The overall goal of this Program Project is to generate basic knowledge concerning fundamental cellular mechanisms that mediate the normal intracellular environment essential for coordinated electrical and contractile function in heart and blood vessels. A unifying subtheme selected for this competitive renewal is Ca2+ ions and protein phosphorylation - interacting subcellular mechanisms of regulation in cardiac and vascular muscle. The broad specific aims that will be pursued through interactive and collaborative studies are: 1) to delineate key molecular mechanisms that account for the unique roles of the cholinergic and adrenergic limbs of the autonomic nervous system in regulating electrical and/or contractile function of cardiac and vascular muscle, 2) to identify and characterize pivotal protein kinase and/or phosphatase systems that commonly affect muscle electrophysiology or contractility through direct action on ion pumps, antiporters, channels or contractile and regulatory proteins, 3) to isolate and define the interaction of contractile and regulatory protein complexes that account for the unique force maintenance mechanism in vascular smooth muscle, a process that is dependent upon both Ca2+ and protein phosphorylation, and 4) to study specific ion channels, antiporters, or pump systems at the cellular and membrane level, elucidate specific molecular mechanisms of regulation and investigate interactions of these mechanisms at the intact tissue level. A variety of preparations or methodologies will be utilized in order to pursue the specific aims including cellular microelectrodes, perfused hearts, isolated cardiac myocytes, cultured cells, planar lipid bilayers, protein purification, monoclonal antibodies, protein sequencing, muscle mechanics, and recombinant DNA. This Program Project will produce a body of information that can serve as a logical paradigm for subsequent study of disease states such as cardiac arrhythmia and atherosclerosis.

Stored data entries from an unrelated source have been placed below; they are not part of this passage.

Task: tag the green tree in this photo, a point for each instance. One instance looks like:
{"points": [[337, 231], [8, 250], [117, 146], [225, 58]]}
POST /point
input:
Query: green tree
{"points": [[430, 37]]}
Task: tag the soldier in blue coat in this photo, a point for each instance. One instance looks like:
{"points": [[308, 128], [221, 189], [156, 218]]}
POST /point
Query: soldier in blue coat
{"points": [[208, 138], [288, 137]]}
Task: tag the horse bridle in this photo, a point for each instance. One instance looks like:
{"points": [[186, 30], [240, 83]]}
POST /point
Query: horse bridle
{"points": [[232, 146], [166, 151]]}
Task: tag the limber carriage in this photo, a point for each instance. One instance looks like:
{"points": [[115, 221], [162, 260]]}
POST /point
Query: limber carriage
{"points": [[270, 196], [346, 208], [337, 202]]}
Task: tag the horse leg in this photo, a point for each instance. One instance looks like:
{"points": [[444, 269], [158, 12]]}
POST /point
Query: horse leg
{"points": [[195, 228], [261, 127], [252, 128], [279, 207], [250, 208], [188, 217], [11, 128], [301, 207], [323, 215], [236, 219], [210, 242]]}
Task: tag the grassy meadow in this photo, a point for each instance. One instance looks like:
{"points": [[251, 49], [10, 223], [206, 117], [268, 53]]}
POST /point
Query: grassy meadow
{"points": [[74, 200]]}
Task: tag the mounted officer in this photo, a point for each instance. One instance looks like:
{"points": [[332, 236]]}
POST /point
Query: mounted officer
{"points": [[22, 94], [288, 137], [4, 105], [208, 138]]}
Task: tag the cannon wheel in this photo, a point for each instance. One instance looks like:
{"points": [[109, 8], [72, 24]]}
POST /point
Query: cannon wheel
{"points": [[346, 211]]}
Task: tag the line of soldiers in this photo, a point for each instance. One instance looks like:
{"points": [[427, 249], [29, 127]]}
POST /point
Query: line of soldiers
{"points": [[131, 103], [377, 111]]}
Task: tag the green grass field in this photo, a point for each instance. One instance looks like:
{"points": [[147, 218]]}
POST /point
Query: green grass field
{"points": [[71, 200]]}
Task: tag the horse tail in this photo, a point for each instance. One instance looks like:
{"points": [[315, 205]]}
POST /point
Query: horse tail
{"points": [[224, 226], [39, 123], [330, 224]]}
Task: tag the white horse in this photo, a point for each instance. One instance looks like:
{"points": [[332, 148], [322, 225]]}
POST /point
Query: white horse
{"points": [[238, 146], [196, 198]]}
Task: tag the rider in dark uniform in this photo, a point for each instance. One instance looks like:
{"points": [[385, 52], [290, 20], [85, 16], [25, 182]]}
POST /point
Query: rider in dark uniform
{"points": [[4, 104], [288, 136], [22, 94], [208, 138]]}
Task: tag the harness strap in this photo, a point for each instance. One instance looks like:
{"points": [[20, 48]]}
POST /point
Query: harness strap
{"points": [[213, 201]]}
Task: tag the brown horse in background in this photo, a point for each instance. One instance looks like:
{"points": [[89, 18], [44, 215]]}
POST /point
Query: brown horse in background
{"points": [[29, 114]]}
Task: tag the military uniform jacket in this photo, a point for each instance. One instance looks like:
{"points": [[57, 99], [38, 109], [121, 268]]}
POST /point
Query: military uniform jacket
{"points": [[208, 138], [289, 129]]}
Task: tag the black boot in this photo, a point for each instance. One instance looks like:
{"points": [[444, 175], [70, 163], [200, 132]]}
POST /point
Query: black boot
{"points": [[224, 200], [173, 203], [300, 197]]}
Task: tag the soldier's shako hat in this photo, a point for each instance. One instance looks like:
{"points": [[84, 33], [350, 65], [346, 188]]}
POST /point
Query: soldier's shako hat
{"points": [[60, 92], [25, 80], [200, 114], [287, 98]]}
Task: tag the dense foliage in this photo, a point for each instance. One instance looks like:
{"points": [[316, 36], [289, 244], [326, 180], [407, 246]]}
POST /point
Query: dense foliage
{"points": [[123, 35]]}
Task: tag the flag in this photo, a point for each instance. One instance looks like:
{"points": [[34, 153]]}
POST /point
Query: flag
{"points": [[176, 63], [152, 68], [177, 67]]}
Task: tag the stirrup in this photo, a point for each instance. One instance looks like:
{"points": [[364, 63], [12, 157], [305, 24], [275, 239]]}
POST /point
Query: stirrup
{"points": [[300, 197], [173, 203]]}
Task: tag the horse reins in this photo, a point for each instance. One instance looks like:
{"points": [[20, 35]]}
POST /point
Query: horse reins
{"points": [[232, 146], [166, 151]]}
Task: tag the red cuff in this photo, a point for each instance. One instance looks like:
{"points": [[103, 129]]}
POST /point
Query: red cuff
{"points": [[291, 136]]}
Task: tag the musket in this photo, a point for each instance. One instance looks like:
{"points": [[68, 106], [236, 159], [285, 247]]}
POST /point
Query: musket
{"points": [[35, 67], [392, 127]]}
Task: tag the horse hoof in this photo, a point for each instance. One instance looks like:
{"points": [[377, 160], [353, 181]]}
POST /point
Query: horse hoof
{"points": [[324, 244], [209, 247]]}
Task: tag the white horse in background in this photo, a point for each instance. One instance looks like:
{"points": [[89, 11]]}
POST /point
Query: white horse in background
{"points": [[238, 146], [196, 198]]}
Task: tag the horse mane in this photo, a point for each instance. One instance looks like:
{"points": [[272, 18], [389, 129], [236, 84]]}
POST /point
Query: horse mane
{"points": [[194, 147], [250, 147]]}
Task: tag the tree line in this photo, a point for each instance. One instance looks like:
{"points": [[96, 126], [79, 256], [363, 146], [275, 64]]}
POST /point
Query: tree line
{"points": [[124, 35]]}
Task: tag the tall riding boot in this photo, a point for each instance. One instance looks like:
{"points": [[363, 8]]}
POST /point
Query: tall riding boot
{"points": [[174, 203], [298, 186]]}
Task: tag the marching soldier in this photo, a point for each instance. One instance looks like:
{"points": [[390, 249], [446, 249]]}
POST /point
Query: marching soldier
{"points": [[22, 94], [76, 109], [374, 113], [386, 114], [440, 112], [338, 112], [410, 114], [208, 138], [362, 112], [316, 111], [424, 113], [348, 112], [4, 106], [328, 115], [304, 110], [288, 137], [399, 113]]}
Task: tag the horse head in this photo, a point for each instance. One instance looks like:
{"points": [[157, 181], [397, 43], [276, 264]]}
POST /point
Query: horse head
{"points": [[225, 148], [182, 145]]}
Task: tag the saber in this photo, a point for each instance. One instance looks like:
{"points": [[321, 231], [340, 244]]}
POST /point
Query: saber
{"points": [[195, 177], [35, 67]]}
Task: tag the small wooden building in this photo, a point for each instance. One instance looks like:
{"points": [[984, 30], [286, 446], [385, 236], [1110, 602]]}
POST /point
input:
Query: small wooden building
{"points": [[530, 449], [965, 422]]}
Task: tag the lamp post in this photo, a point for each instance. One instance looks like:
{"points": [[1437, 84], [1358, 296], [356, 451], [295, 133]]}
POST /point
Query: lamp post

该计划项目的总体目标是产生基本的 有关介导的基本细胞机制的知识 正常的细胞内环境对于协调至关重要 心脏和血管的电和收缩功能。 此次竞争性更新选择的统一子主题是 Ca2+ 离子和蛋白质磷酸化 - 相互作用的亚细胞 心肌和血管肌肉的调节机制。 广义的 将通过互动和交流来实现的具体目标 合作研究是：1）描绘关键分子 解释胆碱能和胆碱能独特作用的机制 肾上腺素能肢体对自主神经系统的调节作用 心脏和血管的电和/或收缩功能 肌肉，2) 识别和表征关键蛋白激酶 和/或通常影响肌肉的磷酸酶系统 通过直接作用于离子的电生理学或收缩性 泵、逆向转运蛋白、通道或收缩和调节 蛋白质，3）分离和定义收缩的相互作用 和调节蛋白复合物具有独特的力量 血管平滑肌的维持机制，这个过程是 依赖于 Ca2+ 和蛋白质磷酸化，4) 研究特定离子通道、反向转运蛋白或泵系统 细胞和膜水平，阐明特定分子 调节机制并研究它们之间的相互作用 完整组织水平的机制。 各种准备工作 或将利用方法来追求具体的 目标包括细胞微电极、灌注心脏、分离 心肌细胞、培养细胞、平面脂质双层、蛋白质 纯化、单克隆抗体、蛋白质测序、肌肉 力学和重组DNA。 该计划项目将产生 可以作为逻辑范式的信息体 随后对心律失常等疾病状态的研究 动脉粥样硬化。